THE CAINE MUTINY

The American public really went overboard for this story in the early 1950s.  It started off as a bestselling Pulitzer Prize-winning novel in 1952, then it was adapted first into a play in 1953, then into this film in 1954 (which was nominated for several Oscars), as well as a TV film in 1955.

It's hard to judge the quality of the novel from what we have here, which is a highly condensed version which concentrates on the character of Lieutenant Commander Queeg, played by Humphrey Bogart.

Getting the cooperation of the US Navy was time-consuming given that (understandably) they weren't keen on the idea of a fictional madman as captain of a US navy vessel in World War 2, so the screenplay equivocates as to whether Queeg is a mentally ill paranoid or merely someone suffering from battle fatigue. 

And the film also goes out of its way to emphasise that the US Navy had never experienced a mutiny.

Bogart received his third and final Oscar nomination for his performance which is fair enough even if it's a pale imitation of a similar one he had already delivered in a much better film, 'The Treasure of the Sierra Madre'.

Not that this is a bad film.  The screenplay does a good job of converting what sounds like a sprawling novel into a tight drama, which Edward Dmytryk directs competently.   

That being said I can't say that it's all that compelling.  It doesn't help that the USS Caine is a rust bucket that doesn't seem to be contribuitng much to the war effort.  There's a somewhat baffling scene (to me anyway) where Queeg displays cowardice when the Caine is escorting some landing craft as part of an invasion of a small Pacific island.  The scene is so lowkey that I thought it might be a training exercise.

The other problem is that the second-in-command Maryk is a dull character played by a dull actor (Van Johnson) so that there is no great dramatic tension in their confrontations (we're certainly not in 'Crimson Tide' territory in this respect).

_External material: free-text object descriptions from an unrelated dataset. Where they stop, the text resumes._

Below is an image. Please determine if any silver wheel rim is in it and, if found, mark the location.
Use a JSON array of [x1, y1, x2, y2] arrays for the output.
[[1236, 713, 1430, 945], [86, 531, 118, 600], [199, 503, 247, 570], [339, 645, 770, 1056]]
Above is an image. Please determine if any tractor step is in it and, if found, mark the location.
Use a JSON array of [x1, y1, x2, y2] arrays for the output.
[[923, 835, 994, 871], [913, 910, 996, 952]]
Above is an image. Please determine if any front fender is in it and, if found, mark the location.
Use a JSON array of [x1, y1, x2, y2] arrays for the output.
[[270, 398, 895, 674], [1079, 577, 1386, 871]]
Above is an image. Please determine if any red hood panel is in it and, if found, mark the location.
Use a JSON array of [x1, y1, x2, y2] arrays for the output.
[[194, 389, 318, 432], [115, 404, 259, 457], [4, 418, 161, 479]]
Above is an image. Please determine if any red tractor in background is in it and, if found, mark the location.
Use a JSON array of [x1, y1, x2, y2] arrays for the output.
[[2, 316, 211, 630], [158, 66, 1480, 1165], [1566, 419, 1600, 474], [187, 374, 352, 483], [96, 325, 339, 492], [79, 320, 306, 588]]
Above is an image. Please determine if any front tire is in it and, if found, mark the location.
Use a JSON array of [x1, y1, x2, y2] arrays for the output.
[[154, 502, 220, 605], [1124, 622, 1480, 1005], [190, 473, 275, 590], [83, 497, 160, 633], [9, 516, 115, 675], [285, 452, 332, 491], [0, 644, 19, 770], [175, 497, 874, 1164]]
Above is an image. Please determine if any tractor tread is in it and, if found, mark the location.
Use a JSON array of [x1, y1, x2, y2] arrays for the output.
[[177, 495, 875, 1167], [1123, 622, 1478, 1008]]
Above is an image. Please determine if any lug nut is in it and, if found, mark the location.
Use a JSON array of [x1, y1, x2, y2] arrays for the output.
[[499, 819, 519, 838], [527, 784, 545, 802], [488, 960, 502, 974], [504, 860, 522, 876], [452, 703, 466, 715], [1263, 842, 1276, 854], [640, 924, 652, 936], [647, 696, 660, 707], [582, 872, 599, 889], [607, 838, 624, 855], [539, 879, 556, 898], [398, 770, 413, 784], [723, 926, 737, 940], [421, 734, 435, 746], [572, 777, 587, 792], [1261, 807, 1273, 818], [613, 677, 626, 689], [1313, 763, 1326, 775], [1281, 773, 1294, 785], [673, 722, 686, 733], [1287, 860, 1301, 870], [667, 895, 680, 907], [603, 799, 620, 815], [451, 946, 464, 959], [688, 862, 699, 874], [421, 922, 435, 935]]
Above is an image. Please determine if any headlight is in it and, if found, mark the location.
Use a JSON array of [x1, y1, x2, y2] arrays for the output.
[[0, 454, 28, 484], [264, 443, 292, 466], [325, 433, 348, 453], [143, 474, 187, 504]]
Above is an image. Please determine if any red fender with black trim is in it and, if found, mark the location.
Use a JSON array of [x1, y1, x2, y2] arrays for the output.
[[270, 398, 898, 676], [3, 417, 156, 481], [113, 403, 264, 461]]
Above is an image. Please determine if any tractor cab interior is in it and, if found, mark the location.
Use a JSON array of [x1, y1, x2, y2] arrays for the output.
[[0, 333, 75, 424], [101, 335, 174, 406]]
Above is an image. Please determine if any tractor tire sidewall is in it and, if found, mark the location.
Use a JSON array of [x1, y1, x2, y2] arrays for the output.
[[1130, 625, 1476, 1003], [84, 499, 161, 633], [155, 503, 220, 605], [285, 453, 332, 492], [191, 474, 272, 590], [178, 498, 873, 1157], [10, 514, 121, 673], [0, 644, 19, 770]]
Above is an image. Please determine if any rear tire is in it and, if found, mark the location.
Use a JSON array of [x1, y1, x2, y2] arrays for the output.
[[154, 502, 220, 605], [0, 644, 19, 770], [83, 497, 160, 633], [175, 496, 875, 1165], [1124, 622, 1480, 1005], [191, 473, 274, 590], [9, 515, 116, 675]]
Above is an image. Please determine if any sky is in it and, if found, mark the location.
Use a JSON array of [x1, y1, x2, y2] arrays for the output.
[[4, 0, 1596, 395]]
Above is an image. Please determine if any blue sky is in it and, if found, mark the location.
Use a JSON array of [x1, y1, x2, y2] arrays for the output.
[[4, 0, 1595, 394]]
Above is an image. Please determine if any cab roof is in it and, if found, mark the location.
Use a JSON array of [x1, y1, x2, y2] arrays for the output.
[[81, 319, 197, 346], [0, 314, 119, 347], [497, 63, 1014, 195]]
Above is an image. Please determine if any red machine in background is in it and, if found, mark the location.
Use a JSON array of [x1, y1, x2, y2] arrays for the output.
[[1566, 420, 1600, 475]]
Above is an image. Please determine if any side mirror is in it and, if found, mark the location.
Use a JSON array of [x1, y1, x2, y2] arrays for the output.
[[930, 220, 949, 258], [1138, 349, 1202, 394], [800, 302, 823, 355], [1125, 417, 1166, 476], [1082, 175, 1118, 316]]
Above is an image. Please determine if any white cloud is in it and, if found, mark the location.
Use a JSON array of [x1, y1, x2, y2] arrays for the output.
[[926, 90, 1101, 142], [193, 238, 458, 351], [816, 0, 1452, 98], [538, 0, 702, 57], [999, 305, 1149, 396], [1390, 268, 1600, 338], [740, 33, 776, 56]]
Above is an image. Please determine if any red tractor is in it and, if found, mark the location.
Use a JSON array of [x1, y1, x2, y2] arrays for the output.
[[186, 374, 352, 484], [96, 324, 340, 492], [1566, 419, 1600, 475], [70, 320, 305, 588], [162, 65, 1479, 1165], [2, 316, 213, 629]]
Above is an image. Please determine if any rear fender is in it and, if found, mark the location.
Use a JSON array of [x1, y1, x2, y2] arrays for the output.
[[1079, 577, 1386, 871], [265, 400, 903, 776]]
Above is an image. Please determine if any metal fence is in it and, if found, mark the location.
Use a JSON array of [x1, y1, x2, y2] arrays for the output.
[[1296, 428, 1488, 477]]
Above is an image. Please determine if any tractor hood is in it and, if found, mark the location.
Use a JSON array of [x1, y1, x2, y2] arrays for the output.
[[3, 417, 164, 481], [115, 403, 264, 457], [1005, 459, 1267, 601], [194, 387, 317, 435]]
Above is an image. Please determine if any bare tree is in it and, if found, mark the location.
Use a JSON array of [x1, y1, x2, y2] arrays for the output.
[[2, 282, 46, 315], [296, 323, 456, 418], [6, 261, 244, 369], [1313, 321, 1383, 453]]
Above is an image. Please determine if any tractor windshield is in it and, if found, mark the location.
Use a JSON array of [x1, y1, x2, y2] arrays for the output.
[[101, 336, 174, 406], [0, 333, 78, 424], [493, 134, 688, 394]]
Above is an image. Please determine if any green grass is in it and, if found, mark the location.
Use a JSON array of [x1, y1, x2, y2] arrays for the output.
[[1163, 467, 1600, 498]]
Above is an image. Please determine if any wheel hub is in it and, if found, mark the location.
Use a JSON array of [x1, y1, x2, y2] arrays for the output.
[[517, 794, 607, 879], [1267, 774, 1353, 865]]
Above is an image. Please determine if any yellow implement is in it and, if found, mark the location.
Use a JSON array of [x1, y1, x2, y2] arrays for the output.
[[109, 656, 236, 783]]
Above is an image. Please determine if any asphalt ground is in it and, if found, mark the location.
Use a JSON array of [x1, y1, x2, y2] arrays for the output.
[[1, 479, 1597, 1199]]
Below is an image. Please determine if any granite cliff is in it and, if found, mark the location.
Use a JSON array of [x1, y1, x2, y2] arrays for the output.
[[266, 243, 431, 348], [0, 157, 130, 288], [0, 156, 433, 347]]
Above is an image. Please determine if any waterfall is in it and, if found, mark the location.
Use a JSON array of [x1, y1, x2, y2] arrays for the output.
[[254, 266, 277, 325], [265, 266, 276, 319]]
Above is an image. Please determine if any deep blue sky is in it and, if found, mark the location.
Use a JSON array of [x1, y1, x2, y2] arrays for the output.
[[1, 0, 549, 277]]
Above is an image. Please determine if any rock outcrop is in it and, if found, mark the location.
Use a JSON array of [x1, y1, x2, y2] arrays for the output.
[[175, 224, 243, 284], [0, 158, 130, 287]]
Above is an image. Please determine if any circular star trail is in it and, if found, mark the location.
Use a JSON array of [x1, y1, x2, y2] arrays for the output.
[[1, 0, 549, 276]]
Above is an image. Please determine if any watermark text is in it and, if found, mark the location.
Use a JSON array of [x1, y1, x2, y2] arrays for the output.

The most interesting character besides Queeg is Keefer, the third-in-command, who is a bit of an intellectual (he's writing a novel in his spare time) and who is never short of a flippant wisecrack.

He comes out of this tale as the villain because he fails to fully back Maryk at his court-martial. As one of life's contrarians I beg to differ.  After all, he is the first to realise that Queeg is unfit to command, and if it wasn't for him sharing this observation with Maryk the chances are that Maryk wouldn't relieve Queeg of command during the typhoon that hits them, in which case the Caine would almost certainly have foundered.

Keefer is played by Fred MacMurray.  I'm as big a fan of his as anyone (how could I not be, given that he features prominently in two of my favourite Billy Wilder films, 'The Apartment' and 'Double Indemnity') but here I feel he is miscast (sorry Fred, but I don't buy you as a budding author and all-round smart Alec).

I'm a sucker for any courtroom drama so I enjoyed the court-martial scenes which are well constructed.  The climactic moment when Queeg loses self-control and thereby incriminates himself of course brings to mind 'A Few Good Men' where Jack Nicholson's character does very much the same thing.   

A couple of times in the film it is intimated that the penalty for committing mutiny is death by hanging, which I found shocking.  I know that mutiny is not the sort of thing to be treated lightly but even so.  Thankfully in José Ferrer, Maryk has a highly effective defence lawyer.

So this is some way from being a top-notch Bogart film, but it is certainly a watchable one.